Do you mean 45's like these? Framed on our wall. Shameless.
Last edited by 9A; 10-19-2020 at 08:20 AM.
Ralph's band of yore. [[RT is tall dude in back on right)
Haaaaa,hey jerry remember the old muffler commercial where the old dude said..i'd never trade annabelle...that's me with my cassettes,hehehehehehe!!
OK, Jerry. I never saw a 45 that looked like that blue one. Ours always had that
big hole and we put an insert into it to adapt to our phonograph spindle. Does anyone know why most 45s were produced with the larger holes?
Last edited by 9A; 10-19-2020 at 07:02 PM.
Hah! I didn't even notice the hole. Ours used to have the wide holes in them too. I can remember 10 singles loaded up on the console with one of these adapters:
For some reasons, it's the little things that stick with you decades later.
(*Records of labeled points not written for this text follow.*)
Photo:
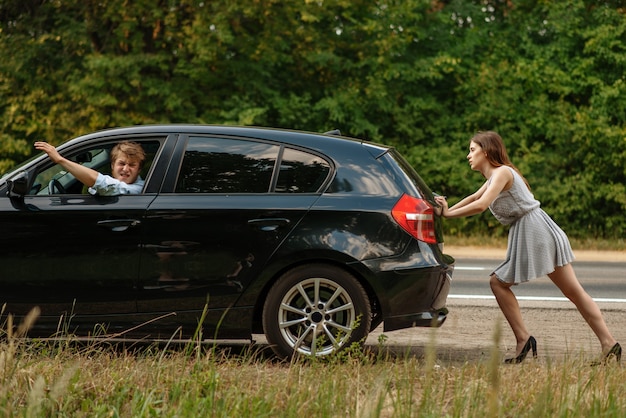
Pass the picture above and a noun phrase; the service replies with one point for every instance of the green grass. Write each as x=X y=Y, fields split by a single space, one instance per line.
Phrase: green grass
x=69 y=379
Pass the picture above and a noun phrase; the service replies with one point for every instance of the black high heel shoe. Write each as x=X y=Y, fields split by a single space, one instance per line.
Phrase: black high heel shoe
x=531 y=344
x=615 y=351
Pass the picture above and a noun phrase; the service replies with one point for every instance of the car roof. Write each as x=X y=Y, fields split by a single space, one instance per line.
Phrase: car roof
x=313 y=140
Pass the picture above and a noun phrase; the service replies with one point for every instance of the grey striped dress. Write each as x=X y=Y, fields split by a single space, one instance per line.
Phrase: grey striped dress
x=536 y=244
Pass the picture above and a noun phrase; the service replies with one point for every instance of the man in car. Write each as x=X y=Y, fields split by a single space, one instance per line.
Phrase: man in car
x=127 y=158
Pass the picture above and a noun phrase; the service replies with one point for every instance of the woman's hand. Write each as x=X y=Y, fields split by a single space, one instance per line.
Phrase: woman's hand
x=442 y=210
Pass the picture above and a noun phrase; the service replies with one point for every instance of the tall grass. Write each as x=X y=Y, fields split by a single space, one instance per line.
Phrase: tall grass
x=98 y=380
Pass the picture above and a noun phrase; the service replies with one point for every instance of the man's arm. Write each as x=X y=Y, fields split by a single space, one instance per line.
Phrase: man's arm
x=85 y=175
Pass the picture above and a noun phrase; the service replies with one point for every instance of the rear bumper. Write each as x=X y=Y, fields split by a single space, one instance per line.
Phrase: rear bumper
x=414 y=287
x=435 y=316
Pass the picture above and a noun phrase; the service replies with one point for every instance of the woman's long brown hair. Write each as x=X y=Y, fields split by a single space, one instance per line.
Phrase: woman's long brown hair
x=492 y=144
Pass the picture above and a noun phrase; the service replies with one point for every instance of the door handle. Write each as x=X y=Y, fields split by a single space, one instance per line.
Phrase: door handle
x=268 y=224
x=119 y=225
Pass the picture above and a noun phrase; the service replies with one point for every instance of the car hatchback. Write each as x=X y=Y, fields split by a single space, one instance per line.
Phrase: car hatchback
x=311 y=239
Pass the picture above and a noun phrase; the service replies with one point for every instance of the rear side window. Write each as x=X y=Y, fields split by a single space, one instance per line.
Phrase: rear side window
x=301 y=172
x=221 y=165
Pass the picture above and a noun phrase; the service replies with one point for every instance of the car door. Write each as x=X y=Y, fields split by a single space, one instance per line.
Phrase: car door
x=74 y=255
x=218 y=220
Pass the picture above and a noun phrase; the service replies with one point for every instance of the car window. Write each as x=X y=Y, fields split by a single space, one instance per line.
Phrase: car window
x=222 y=165
x=301 y=172
x=53 y=179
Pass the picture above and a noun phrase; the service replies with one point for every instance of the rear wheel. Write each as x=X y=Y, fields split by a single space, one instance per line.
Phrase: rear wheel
x=315 y=310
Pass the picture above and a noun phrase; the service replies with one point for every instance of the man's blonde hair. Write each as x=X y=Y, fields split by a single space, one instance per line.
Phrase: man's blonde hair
x=132 y=150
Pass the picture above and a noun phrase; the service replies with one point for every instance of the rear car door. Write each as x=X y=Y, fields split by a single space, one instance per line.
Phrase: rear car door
x=74 y=255
x=220 y=216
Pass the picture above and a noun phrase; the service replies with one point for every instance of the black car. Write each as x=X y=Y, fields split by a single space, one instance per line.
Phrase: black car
x=310 y=239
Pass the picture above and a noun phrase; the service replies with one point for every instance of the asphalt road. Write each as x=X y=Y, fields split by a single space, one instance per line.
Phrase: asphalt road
x=474 y=314
x=604 y=281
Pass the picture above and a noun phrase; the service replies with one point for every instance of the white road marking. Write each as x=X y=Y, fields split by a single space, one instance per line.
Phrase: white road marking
x=536 y=298
x=470 y=268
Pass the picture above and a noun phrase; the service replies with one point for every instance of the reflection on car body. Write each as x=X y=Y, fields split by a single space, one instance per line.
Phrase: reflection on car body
x=311 y=239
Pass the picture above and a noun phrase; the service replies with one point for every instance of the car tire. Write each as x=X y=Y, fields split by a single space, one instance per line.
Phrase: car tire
x=295 y=320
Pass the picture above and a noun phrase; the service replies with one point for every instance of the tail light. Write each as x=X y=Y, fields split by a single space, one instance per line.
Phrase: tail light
x=416 y=217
I do believe that the smaller 45 hole were for jukeboxes.
Right! 7-inch records that had the small 78RPM and 33RPM hole, had that because Juke boxes were first made for 78s, and, later, 33 RPM LPs were also played by some Juke Boxes. So, rather than need to accommodate a new record hole size, they just made 7-inch EPs with microgrooves and 3 songs per side, with the small hole, or singles with a small hole, to play in the Juke boxes. But, most of the US and Canadian Juke box records I remember when 78s were phased out during late 1958 through 1960, were the 3 songs per side 33 RPM EPs.
I read somewhere in Wikipedia that the smaller 7 inch records were originally produced
for children. Perhaps the larger holes were also intended for children to manage -- like fat pencils and crayons. I realize not everything published on Wikipedia is gospel. Does
anyone know some other reason why the 45s were produced with the larger center holes?
Jerry, I cannot, for the life of me, figure out how that 45 rpm adapter, that you featured earlier, was used. I do remember the cylinder-like adapter that was placed on a record player for a stack if 45s.
That disc-shaped 45 adapter was pliable, so you pushed the open ends inward to get it inside the hole, and once inside it snapped back towards the outer direction, and fit snugly inside the hole, being held fast by the edges of the record which formed the circle. It snapped into place and was held fast until the user would pop it out again. There were strong, metal discs, at first. But they would break off small chunks of the record's centre area. So, they stopped making those. That is why so many 45s in 1950s collections you find in thrift stores or used record bins in furniture stores have ruined centres. Those were generally the same people who wrote their names on the label or stuck a sticker with their name on it on the label. They were careless with their records, and so, were not real collectors. They just wanted to go home with all their own records when they brought them to parties.
I love old fashioned juke boxes with actual moving parts. Some were works of art. Do any of you have one? I have a friend whose family still owns one that used to be in her rec room in the Fifties.
I found this interesting --
"Jukeboxes were most popular from the 1940s through the mid-1960s, particularly during the 1950s. By the middle of the 1940s, three-quarters of the records produced in America went into jukeboxes.Billboard published a record chart measuring jukebox play during the 1950s, which briefly became a component of the Hot 100; by 1959, the jukebox's popularity had waned to the point where Billboard ceased publishing the chart and stopped collecting jukebox play data."
Last edited by 9A; 10-20-2020 at 06:22 AM.
Most people had one flexible plastic discs for each 45 and left it in there. The metal adapters were dreadful.
Remember when we would carry those 45's around with our little record players and poof-instant party?